I am driven to imagine what a society full of Enkidus and Shamhats might look like. Surely, there would be no walls. Our lives would be organized around our groups of choice, around the women, and we would share all the things that sustain and please us. Pleasure would be the primordial emotional space we inhabit. Such are the characteristics of the Dyonisian, apparently the type of biological process that saw us be born into this iteration of humanity that we embody. Maturana and Verden-Zöller state that “...we humans are cooperative animals dependent on love at all ages” (54). As such, it seems that the Dyonisian is better suited to the sustenance of life and of humanity.

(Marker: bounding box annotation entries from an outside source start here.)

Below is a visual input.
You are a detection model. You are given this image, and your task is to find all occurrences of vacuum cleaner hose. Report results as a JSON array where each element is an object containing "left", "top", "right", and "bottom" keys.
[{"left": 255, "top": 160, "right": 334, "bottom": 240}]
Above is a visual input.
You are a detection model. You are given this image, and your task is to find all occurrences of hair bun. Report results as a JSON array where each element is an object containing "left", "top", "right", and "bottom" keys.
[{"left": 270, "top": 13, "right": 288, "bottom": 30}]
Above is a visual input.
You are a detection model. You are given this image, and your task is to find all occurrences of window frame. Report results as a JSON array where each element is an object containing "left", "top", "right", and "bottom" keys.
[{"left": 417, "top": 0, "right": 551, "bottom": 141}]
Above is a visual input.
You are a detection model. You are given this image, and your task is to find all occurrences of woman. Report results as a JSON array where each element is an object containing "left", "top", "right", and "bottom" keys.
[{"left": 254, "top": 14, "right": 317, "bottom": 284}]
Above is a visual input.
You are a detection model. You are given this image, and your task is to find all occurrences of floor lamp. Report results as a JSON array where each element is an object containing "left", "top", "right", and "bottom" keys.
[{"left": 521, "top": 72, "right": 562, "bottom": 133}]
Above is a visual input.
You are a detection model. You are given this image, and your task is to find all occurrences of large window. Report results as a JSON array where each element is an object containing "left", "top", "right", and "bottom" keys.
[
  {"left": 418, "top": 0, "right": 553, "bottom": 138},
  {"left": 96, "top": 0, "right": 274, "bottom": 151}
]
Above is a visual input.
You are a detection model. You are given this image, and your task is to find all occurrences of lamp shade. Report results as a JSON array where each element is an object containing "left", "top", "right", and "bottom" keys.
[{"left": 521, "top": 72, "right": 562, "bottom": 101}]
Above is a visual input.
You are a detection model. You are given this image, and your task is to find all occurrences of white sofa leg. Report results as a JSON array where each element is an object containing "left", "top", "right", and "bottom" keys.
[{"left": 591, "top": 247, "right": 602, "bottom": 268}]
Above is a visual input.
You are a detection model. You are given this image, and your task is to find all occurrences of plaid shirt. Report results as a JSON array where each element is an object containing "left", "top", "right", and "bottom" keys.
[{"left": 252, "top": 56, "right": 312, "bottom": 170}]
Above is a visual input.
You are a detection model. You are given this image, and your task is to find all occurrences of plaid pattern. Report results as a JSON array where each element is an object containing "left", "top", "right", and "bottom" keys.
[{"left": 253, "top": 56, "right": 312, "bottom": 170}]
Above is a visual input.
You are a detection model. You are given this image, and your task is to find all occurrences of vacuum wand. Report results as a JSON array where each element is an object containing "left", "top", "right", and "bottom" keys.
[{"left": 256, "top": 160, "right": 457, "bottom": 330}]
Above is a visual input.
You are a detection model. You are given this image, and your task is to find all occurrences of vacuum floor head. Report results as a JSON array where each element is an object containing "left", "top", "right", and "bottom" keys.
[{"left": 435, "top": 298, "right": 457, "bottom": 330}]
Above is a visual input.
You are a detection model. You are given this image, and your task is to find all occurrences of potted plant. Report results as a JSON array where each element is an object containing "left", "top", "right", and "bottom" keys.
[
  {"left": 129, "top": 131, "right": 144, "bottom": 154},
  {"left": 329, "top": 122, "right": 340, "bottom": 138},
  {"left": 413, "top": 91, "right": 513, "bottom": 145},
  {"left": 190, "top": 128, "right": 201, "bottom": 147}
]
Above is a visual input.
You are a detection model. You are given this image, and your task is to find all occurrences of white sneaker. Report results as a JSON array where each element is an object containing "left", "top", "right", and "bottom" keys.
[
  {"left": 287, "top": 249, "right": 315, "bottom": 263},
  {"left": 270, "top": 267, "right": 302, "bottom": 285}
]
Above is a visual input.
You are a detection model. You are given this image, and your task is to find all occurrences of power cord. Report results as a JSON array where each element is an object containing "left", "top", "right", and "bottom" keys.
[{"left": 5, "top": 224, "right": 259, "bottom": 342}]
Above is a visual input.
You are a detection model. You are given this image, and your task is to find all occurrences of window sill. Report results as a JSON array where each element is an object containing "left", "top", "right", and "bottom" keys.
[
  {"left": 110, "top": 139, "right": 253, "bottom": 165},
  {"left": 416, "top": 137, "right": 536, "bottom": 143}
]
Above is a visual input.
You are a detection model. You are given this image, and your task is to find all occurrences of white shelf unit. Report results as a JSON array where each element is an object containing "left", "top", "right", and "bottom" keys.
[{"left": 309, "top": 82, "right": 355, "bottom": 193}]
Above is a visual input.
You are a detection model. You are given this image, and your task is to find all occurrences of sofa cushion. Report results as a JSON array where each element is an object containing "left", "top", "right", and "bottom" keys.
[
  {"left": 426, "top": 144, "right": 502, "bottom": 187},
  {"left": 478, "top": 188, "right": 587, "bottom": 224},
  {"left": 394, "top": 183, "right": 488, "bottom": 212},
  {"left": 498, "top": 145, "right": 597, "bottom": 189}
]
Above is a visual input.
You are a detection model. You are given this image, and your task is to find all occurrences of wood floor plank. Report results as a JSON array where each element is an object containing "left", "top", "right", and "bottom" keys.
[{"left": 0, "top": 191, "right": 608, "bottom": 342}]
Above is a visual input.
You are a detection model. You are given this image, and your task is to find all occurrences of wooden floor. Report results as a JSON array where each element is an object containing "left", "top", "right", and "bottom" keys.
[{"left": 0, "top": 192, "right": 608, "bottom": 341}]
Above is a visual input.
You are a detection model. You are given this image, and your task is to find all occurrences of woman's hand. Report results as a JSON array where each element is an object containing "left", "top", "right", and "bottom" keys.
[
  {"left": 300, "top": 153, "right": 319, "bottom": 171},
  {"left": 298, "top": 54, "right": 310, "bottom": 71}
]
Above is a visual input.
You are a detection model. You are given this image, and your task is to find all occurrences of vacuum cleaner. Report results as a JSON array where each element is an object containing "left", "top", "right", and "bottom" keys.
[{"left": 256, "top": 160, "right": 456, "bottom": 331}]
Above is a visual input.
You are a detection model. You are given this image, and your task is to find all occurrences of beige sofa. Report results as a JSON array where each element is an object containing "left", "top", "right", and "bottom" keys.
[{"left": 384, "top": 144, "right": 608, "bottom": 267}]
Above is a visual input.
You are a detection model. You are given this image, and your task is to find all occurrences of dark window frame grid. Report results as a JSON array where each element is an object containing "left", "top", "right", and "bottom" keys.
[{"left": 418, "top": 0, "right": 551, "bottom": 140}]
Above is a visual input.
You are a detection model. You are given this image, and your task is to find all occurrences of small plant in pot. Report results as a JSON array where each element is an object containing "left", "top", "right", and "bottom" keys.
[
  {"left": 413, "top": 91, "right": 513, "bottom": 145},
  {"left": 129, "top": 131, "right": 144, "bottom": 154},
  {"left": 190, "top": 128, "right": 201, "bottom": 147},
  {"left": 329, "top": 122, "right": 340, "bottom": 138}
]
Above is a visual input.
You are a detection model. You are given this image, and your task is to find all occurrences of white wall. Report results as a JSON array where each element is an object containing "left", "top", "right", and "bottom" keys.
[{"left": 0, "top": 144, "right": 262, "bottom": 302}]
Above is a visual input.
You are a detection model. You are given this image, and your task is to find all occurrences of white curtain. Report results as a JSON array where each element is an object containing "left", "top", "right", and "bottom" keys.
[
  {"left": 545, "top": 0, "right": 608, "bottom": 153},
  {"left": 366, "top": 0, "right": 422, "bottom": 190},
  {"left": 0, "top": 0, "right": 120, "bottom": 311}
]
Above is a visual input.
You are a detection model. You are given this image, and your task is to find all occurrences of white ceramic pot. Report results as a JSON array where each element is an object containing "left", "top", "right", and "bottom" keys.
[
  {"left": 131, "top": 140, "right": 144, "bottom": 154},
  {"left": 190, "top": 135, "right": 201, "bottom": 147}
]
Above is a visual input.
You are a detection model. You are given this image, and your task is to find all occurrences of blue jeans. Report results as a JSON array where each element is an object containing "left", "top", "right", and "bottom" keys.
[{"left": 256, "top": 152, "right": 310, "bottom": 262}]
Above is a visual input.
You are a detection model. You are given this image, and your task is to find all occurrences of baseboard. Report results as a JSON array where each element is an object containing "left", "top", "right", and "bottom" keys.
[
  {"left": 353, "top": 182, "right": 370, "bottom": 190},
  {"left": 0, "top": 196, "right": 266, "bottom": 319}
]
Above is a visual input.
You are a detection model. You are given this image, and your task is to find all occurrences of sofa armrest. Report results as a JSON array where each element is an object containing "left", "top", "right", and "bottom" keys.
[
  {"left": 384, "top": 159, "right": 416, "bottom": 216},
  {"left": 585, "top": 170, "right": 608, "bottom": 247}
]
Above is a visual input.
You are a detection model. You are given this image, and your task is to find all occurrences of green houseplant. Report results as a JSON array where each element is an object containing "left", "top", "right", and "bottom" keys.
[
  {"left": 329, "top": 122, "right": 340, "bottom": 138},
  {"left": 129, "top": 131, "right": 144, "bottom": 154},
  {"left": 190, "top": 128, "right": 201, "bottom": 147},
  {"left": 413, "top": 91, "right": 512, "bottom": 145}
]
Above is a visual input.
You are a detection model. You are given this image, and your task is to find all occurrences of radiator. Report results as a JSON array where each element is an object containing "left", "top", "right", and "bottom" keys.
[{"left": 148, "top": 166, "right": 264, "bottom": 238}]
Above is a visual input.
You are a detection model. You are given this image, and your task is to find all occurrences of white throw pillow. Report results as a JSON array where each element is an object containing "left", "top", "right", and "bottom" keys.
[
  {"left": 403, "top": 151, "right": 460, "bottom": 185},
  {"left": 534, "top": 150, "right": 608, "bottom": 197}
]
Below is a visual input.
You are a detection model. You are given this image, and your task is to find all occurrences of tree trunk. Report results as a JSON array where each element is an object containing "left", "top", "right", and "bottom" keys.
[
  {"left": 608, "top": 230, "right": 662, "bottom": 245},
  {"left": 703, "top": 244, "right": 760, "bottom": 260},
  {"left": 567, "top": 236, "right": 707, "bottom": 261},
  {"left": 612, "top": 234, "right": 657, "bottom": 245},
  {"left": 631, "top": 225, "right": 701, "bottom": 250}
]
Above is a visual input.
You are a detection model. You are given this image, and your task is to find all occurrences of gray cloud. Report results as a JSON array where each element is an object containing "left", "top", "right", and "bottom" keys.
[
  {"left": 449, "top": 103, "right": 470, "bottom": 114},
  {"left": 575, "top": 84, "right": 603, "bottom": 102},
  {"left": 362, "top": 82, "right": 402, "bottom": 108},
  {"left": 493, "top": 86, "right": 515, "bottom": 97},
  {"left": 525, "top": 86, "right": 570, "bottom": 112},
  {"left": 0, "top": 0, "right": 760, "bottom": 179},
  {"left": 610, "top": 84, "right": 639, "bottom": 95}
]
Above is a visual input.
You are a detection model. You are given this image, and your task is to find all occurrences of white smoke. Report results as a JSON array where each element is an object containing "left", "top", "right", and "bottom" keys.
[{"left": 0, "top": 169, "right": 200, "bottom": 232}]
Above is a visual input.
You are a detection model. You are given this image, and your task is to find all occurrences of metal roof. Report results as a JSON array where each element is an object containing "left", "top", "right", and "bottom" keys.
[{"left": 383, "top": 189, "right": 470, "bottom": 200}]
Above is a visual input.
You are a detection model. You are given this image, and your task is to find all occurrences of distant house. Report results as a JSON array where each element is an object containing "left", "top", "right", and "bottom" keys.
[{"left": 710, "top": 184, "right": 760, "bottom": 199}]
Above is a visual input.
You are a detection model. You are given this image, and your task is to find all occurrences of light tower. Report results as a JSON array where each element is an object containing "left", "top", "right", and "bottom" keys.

It is Enkidu, after all that serves as the illustration of the ideal human being, one that loves, cooperates, and freely engages in the experience of pleasure. I believe it is possible to reconstitute our selves in this manner despite the politics of domination and submission engendered by the Apollonian. We may need to face the very real possibility of our own demise in order to return to ourselves. However, I believe the way back is mapped out in our very DNA, through the enactment of our deepest yearnings and desires, not by shutting those down and pretending they do not exist. We ought to invite the animal and the divine to fully come online, to reconstitute us and so that we can experience our full human expression, that of animal/human/divine beings around whom the universe organizes.
Works cited
Maturana, Humberto R. “The End of Leadership.” Matríztica Institute, Quincy, Massachusetts. 4 April. 2008. Lecture.
Rowesin, Humberto M., Verden-Zöller, Gerda, et al . “The Origin of Humanness in the Biology of Love.” Exeter, UK: Imprint Academic, 2008. Print.
Mitchell, Stephen. “Gilgamesh.” New York, NY: Free Press, 2004. iBook.
Wolff, Hope Nash. “Gilgamesh, Enkidu, and the Heroic Life.” Journal of the American Oriental Society 89.2 (1969): 392-398.